雨城くんが自分の友達を紹介してくれたのが素直に嬉しくって私も伊達さんに挨拶する。


「鷹月 花です。よろしくお願いします」


「あ、ども伊達悠(だて ゆう)です」


「でも花ちゃんってほんとに素直そうで可愛いよね。
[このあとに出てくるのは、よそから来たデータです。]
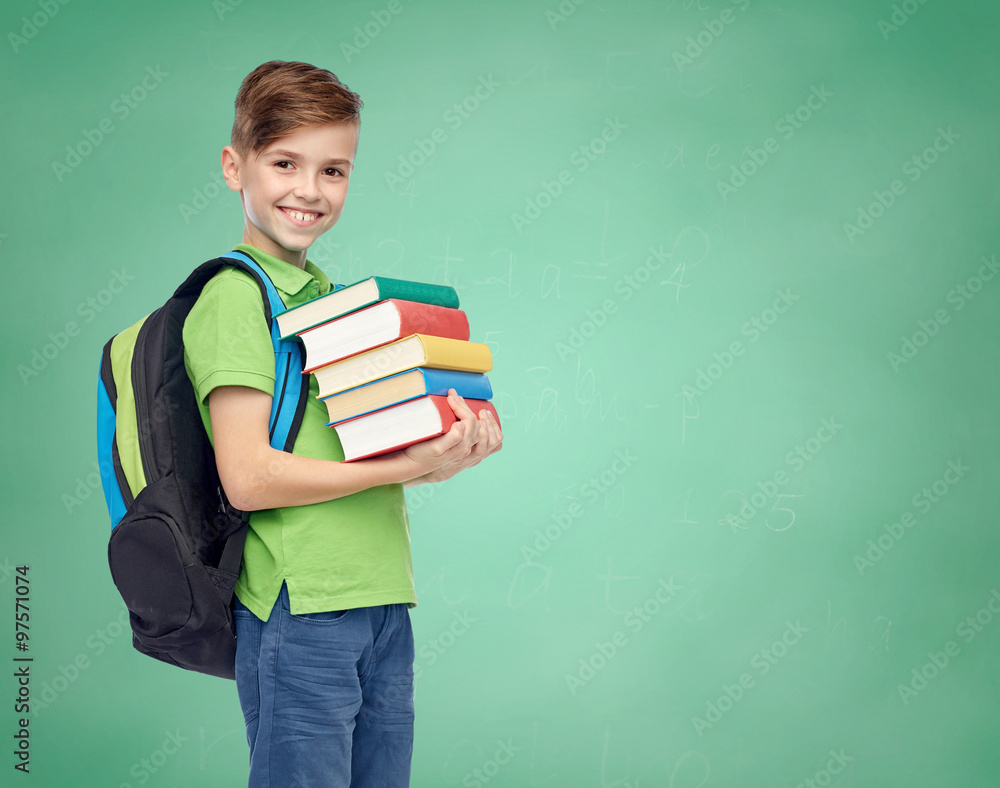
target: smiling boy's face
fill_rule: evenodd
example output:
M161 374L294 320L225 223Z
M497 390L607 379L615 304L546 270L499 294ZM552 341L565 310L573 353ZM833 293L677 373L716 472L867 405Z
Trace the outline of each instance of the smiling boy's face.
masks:
M310 126L246 158L223 148L226 183L243 202L243 242L302 268L340 218L357 151L351 123Z

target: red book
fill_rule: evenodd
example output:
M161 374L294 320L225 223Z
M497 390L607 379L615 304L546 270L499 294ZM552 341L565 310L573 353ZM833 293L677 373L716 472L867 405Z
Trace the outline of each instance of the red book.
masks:
M395 342L411 334L469 340L469 318L461 309L389 298L336 320L300 331L303 366L312 372L334 361Z
M500 423L496 408L489 400L467 399L465 402L477 416L480 411L489 410L497 424ZM344 461L352 462L436 438L451 429L455 420L448 398L430 394L338 422L333 429L344 448Z

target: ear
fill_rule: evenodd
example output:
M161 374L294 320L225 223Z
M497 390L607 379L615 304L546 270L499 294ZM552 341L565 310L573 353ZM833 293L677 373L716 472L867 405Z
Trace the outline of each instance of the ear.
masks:
M240 168L242 166L243 161L240 154L232 145L227 145L222 149L222 177L226 179L226 185L234 192L243 188L240 183Z

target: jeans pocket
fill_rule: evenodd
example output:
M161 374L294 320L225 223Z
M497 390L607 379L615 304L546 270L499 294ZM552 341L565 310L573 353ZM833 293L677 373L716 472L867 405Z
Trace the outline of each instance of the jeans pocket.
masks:
M263 622L249 610L237 607L233 612L236 626L236 692L249 725L260 714L260 630Z
M292 618L311 624L336 624L347 618L347 614L350 612L350 610L327 610L322 613L295 613L292 614Z

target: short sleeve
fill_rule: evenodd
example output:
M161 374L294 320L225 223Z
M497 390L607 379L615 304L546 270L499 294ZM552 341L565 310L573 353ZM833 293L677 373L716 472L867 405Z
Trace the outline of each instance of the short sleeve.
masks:
M274 393L274 346L253 279L224 269L205 285L184 321L184 366L203 407L219 386Z

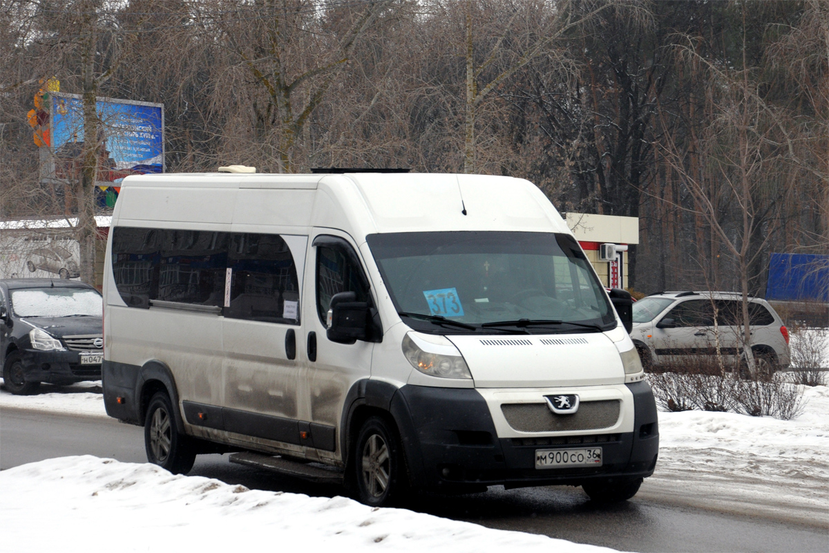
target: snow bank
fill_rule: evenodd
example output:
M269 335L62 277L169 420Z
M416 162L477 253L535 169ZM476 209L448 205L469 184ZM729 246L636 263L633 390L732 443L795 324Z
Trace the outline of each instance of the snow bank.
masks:
M0 489L0 552L613 551L90 456L2 471Z
M2 382L0 378L0 382ZM32 395L15 395L0 390L0 409L12 407L51 413L86 416L107 416L100 381L78 382L69 386L41 384L40 392Z
M804 386L793 420L734 413L659 414L659 461L648 484L710 507L754 506L829 521L829 387Z

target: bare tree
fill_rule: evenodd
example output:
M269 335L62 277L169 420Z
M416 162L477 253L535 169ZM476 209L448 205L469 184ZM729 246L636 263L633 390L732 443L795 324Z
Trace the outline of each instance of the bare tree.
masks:
M789 154L786 131L780 114L764 99L744 57L743 69L722 66L700 56L691 38L679 47L679 53L683 63L707 79L705 105L710 119L696 143L701 166L690 163L695 153L683 148L668 132L664 114L662 151L695 201L696 208L683 207L704 217L736 261L742 293L742 343L754 375L749 266L773 236L782 193L778 185ZM720 206L724 204L735 212L736 224L728 225L721 218ZM761 238L754 240L758 235Z

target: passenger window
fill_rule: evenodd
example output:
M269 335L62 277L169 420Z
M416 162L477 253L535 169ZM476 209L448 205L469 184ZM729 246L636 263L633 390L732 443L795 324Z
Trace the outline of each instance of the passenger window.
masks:
M765 326L774 323L774 316L760 303L749 303L749 321L753 325Z
M158 299L221 307L226 232L162 230Z
M227 266L233 273L225 317L299 323L297 268L280 235L233 234Z
M743 304L731 299L718 299L717 324L723 327L736 327L743 324Z
M160 239L163 230L116 226L112 230L115 286L130 307L148 308L158 291Z
M356 253L345 241L317 245L317 310L323 325L334 294L355 292L356 301L370 301L368 279L357 260Z
M682 302L671 309L667 318L672 318L677 327L710 327L714 325L714 308L707 299Z

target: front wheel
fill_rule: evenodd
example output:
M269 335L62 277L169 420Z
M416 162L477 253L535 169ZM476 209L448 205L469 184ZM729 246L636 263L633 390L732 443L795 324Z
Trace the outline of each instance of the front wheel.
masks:
M6 357L2 366L2 378L6 389L17 395L27 395L41 386L40 382L26 381L23 358L17 352L9 353Z
M147 408L144 447L148 461L174 474L190 472L196 462L192 439L176 429L172 403L165 392L153 395Z
M618 478L584 483L581 488L597 503L617 503L635 496L640 486L642 478Z
M372 416L363 423L354 449L354 479L357 500L372 507L398 502L408 488L403 449L396 429Z

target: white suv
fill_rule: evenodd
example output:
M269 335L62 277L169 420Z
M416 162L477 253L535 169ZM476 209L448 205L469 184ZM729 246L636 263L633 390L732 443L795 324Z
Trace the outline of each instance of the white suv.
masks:
M760 368L788 366L788 331L780 316L764 299L749 302L751 350ZM720 351L733 363L743 355L742 313L739 293L662 292L633 303L631 338L647 368L715 355L719 333Z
千景に泣かされたらいつでも言ってね」


彼は眼鏡の奥の明るい瞳でこんなことを言う。


可愛いだなんて面と向かって言われること自体あまりないから、パーって顔が赤くなる。


うわっ、私ってすぐに赤くなっちゃうから恥ずかしい。


「え、えと……」


どうリアクションすればいいかわからなくて、両手を頬にあてて俯いてしまう。


「こら、花を口説くな」


そう言って伊達くんの後ろから蹴りを入れる雨城くん。


ちょっと不機嫌そうな顔をしている。


「いてっ、いいじゃん。
お前が大切にしないんなら俺が慰めてあげようかと思っただけだろ。
てか10分ってなんなんだよ。おまえそのうち絶対痛い目にあうぞ」


伊達くんは不満げに唇を尖らせる。